SCIENCE CASE: WHO KNEW WHAT WHEN?
AS HEARING NEARS, ISSUE IS NARROWED TO ERROR VS. FRAUD
Author: By Judy Foreman, Globe Staff
What did the scientists know and when did they know it?
That question appears to be emerging as a key to the tangle of issues
facing a congressional subcommittee tomorrow as it delves into questions of
scientific error and fraud.
That panel, headed by Rep. John D. Dingell, the Michigan Democrat who is
chairman of a House Commerce and Energy subcommittee, will question a team of
Boston scientists that includes David Baltimore, a Nobel laureate who heads
the Whitehead Institute for Biomedical Research in Cambridge, and Thereza
Imanishi-Kari, a pathologist at Tufts University School of Medicine.
Last night, in a speech in Washington before a group of local science
journalists, Baltimore sought to distinguish mere error, which can occur in
any research and which this team has acknowledged, albeit belatedly, from
conscious fraud. Baltimore also insisted that Imanishi-Kari, whose actions are
at the heart of the dispute, has done no wrong.
Baltimore also characterized the federal investigation into the case as a
''charade" that "makes a mockery of the scientific process."

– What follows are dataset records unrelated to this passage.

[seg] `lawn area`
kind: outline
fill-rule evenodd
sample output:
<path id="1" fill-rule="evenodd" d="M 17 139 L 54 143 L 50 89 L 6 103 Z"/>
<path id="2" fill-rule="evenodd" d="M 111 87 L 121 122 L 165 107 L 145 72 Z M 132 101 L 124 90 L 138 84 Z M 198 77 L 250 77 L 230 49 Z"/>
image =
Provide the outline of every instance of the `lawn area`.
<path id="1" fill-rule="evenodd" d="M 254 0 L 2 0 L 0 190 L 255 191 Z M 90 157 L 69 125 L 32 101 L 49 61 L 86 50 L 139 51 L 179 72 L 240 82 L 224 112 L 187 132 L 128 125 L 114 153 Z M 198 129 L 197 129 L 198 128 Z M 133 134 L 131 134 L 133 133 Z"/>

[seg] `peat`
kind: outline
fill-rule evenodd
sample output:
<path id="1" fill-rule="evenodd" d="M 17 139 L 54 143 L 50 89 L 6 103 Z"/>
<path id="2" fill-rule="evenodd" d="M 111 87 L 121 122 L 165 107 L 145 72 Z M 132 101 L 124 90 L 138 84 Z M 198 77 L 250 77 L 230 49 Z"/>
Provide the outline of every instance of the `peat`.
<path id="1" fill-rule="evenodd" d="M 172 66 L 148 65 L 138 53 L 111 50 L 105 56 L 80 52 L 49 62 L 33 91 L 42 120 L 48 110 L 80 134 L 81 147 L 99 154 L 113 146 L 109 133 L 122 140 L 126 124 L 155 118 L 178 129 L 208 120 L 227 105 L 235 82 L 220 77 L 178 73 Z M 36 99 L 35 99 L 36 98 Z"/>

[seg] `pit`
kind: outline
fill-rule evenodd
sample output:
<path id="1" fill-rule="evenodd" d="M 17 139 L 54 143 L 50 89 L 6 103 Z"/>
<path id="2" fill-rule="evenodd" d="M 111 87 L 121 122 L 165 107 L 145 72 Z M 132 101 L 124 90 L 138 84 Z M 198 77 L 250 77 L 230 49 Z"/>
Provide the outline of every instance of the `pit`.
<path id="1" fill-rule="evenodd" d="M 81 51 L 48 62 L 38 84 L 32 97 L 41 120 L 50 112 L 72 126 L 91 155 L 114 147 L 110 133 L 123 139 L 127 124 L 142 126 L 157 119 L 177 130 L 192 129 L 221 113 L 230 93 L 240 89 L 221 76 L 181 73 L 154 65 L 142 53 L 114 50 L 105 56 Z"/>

"I should consider," Baltimore said in a text of the speech,"that the
errors discussed here must be distinguished from fraud or misrepresentation. I
would consider fraud the conscious use of data that did not emanate from the
described experimental setup or the conscious misrepresentation of
appropriately collected data.
"The word 'conscious' is crucial here because unconsciously, either of
these forms of error could be made and should not be considered fraud," he
A year ago, a researcher who had been an MIT graduate student in
Imanishi-Kari's lab, Charles Maplethorpe, testified that he believed she did
commit fraud. Maplethorpe based his belief on a conversation he overhead in
which Imanishi-Kari participated.
In February, a panel from the National Institutes of Health cleared the
team of fraud charges. Last Friday, however, NIH re-opened its investigation
because of new evidence uncovered by Dingell's staff.
In a separate prepared statement, Baltimore spoke of other issues that he
said are likely to surface at tomorrow's hearings.
Baltimore stressed, for instance, that Imanishi-Kari -- the real focus of
the questioning, though Baltimore has been the primary public spokesman --
worked independently from him.
"She is an independent investigator, so I did not question her closely
about data and only occasionally saw samples. It would have been inappropriate
to quiz her closely, implying a lack of trust," he said.
In his defense of Imanishi-Kari, Baltimore says that "while American
science is the real victim here, Professor Imanishi-Kari is also being
victimized. She is an immigrant; English is her fourth language, after
Portuguese, Japanese and Finnish.
"She has difficulty communicating in English, as the history of this
controversy painfully shows. Now the forces of the Congress and the Secret
Service are arrayed against her."
Dingell's staff asked Secret Service forensic experts to examine Imanishi-
Kari's laboratory data. According to congressional sources, the Secret Service
concluded that the written records of her data had been altered.
In his speech last night, however, Baltimore said his team will show their
findings "can be explained by the usual procedures of the scientific
investigation process. The problem is we don't know what they have found and
are faced with the necessity of trying to defend ourselves against the
"I do know that I found nothing seriously disturbing in what they showed
me," he added of the Secret Service.
He also criticized an NIH staff member, Walter Stewart, who has been
working with Dingell's staff on the case. Stewart "and those who support him
want to regiment science, not regulate it," he said. "In their world, the
truly creative would be driven from science or from America."